In [7]:
import warnings
warnings.filterwarnings('ignore')
import numpy as np
import pandas as pd
pd.set_option('display.max_columns', 100)
import requests
from IPython.display import clear_output
from tqdm.notebook import tqdm
import datetime

In [8]:
start_date = '2007-10-06'
end_date = '2021-02-17'

### API抓資料

In [19]:
d_api = {}
d_i = 0 
since_date = start_date
while since_date < end_date:
    
    get_beatmaps = requests.get('https://osu.ppy.sh/api/get_beatmaps?k=13a36d70fd32e2f87fd2a7a89e4f52d54ab337a1&m=0&since='+since_date).json()
    clear_output()
    for i in get_beatmaps:
        d_api[d_i] = i
        d_i = d_i+1
    last_date = i['approved_date']
    since_date = datetime.datetime.strptime(last_date, '%Y-%m-%d %H:%M:%S').strftime('%Y-%m-%d')
    print(since_date)
    
df_api  = pd.DataFrame.from_dict(d_api, "index")
df_api = df_api.drop_duplicates(['beatmapset_id','beatmap_id'], keep='first') # 去重複
df_api = df_api.loc[df_api.approved_date <= end_date]  # 固定時間
clear_output()

beatmapset_counts = len(df_api.beatmapset_id.value_counts())
first_ranked_date = df_api.head(1).approved_date.values[0]
last_ranked_date = df_api.tail(1).approved_date.values[0]

print('Done!')
print(str(beatmapset_counts)+' mapsets ')
print(str(first_ranked_date) + ' to ' + str(last_ranked_date))

Done!
21388 mapsets 
2007-10-06 17:46:31 to 2021-02-16 23:02:02


### 整理

In [52]:
# Rank & Love
df_rank_map = df_api.loc[(df_api.approved=='1')|(df_api.approved=='4')]
df_rank_map['status'] = df_rank_map.approved.map({'1':'Rank','4':'Love'})
#print(df_rank_map.status.value_counts())


print('clean data....')
# 難度
df_rank_map['difficulty_rating'] = df_rank_map['difficultyrating'].apply(lambda x:'Easy'   if float(x)<2              else(
                                                                                  'Normal' if float(x)>=2   and float(x)<2.7 else(
                                                                                  'Hard'   if float(x)>=2.7 and float(x)<4   else(
                                                                                  'Insane' if float(x)>=4   and float(x)<5.3 else(
                                                                                  'Expert' if float(x)>=5.3 and float(x)<6.5 else'Expert+')))))

# 類別ID轉名稱
df_rank_map['genre_id'] = df_rank_map.genre_id.map({'1':'Unspecified',
                                                    '2':'Video Game',
                                                    '3':'Anime',
                                                    '4':'Rock',
                                                    '5':'Pop',
                                                    '6':'Other',
                                                    '7':'Novelty',
                                                    '8':'Hip Hop',
                                                    '9':'Electronic',
                                                    '10':'Metal',
                                                    '11':'Classical',
                                                    '12':'Folk',
                                                    '13':'Jazz'})

# 語言ID轉名稱
df_rank_map['language_id'] = df_rank_map.language_id.map({'1':'Unspecified',
                                                          '2':'English',
                                                          '3':'Japanese',
                                                          '4':'Chinese',
                                                          '5':'Instrumental',
                                                          '6':'Korean',
                                                          '7':'FrenchItalian',
                                                          '8':'German',
                                                          '9':'Swedish',
                                                          '10':'Spanish',
                                                          '11':'Polish',
                                                          '12':'Russian',
                                                          '14':'Other'})

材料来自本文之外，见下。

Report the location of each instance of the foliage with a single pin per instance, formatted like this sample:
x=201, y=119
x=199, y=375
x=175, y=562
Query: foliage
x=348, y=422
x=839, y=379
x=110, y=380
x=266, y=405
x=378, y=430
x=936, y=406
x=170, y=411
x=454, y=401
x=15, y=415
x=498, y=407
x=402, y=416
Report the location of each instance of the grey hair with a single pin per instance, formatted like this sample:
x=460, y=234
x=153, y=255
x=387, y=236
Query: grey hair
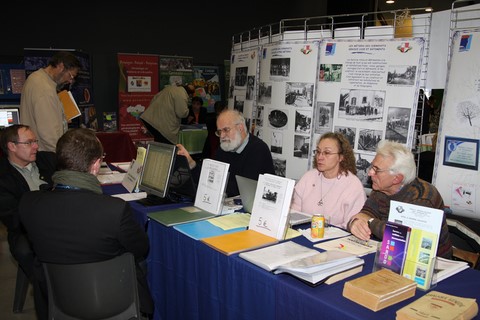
x=403, y=161
x=237, y=117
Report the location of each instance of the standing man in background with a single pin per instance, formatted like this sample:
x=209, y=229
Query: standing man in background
x=163, y=116
x=40, y=107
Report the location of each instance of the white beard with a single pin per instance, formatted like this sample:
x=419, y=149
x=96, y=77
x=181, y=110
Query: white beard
x=228, y=145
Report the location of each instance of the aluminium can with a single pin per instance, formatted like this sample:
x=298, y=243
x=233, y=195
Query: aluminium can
x=318, y=226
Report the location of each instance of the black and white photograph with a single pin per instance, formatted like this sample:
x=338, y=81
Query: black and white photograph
x=299, y=94
x=330, y=72
x=278, y=118
x=276, y=144
x=265, y=92
x=356, y=104
x=301, y=146
x=398, y=120
x=349, y=133
x=241, y=76
x=238, y=103
x=303, y=121
x=368, y=139
x=231, y=88
x=280, y=166
x=250, y=88
x=280, y=67
x=269, y=195
x=258, y=132
x=401, y=75
x=324, y=117
x=259, y=115
x=362, y=163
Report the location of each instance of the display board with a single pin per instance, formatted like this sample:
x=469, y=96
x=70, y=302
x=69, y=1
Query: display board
x=456, y=173
x=175, y=70
x=367, y=89
x=138, y=83
x=285, y=101
x=207, y=85
x=242, y=89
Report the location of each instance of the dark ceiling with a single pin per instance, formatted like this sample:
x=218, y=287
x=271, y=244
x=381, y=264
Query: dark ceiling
x=437, y=5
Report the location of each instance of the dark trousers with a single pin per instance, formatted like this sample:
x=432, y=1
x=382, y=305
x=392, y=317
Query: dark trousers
x=157, y=136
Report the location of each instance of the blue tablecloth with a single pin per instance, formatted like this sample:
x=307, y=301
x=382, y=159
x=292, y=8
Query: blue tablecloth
x=140, y=211
x=190, y=280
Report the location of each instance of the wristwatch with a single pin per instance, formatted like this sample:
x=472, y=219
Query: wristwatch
x=370, y=221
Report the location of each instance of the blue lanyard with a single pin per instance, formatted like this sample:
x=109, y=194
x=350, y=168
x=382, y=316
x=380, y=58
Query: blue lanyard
x=64, y=186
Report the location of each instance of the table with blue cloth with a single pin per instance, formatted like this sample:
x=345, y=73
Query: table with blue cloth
x=190, y=280
x=140, y=211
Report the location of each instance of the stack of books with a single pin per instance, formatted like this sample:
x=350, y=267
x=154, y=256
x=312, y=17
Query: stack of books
x=379, y=289
x=308, y=265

# 將title和artist的unicode遺失值用英文補齊
df_rank_map['artist_unicode'] = df_rank_map['artist_unicode'].fillna(df_rank_map['artist'])
df_rank_map['title_unicode'] = df_rank_map['title_unicode'].fillna(df_rank_map['title'])

# 類別、語言 補遺失值
df_rank_map['genre_id'] = df_rank_map['genre_id'].fillna('Unspecified')
df_rank_map['language_id'] = df_rank_map['language_id'].fillna('Unspecified')

# 指定所需欄位
df_rank_map_overview = df_rank_map[['beatmapset_id','beatmap_id',
                                    'genre_id','language_id','status',
                                    'title_unicode','artist_unicode',
                                    'approved_date',
                                    'version','difficulty_rating',
                                    'creator_id',
                                    'favourite_count','playcount']] 
# 欄位資料型態
df_rank_map_overview = df_rank_map_overview.astype({'beatmapset_id':'int64',
                                                    'favourite_count':'int64',
                                                    'playcount':'int64'})
df_rank_map_overview['approved_date'] = pd.to_datetime(df_rank_map_overview['approved_date'], format='%Y-%m-%d %H:%M:%S')

# groupby
df_rank_mapset_overview = df_rank_map_overview.groupby('beatmapset_id').agg({'beatmap_id':'count',
                                                                             'status':'min',
                                                                             'genre_id':'min',
                                                                             'language_id':'min',
                                                                             'title_unicode':'min', 
                                                                             'artist_unicode':'min',
                                                                             'creator_id':'min', 
                                                                             'approved_date':'min', 
                                                                             'favourite_count':'min',
                                                                             'playcount':'sum'}).reset_index(drop=False)

clean data....


In [None]:
# API找出麻婆國籍 並統一使用者名稱
def get_country_username(creator_id):
    try:
        q = requests.get('https://osu.ppy.sh/api/get_user?k=13a36d70fd32e2f87fd2a7a89e4f52d54ab337a1&u='+creator_id).json()[0]
        q_country = q.get('country')
        q_username = q.get('username')        
        return [q_country, q_username]
    except:
        return [np.nan, np.nan]


print('add country and username ....')
df_country = df_rank_mapset_overview[['creator_id']].drop_duplicates('creator_id', keep='first')
creator_id_list = df_country.creator_id.to_list()
country_username_list = []
for creator_id in tqdm(creator_id_list):
    country_username_list.append( get_country_username(creator_id) )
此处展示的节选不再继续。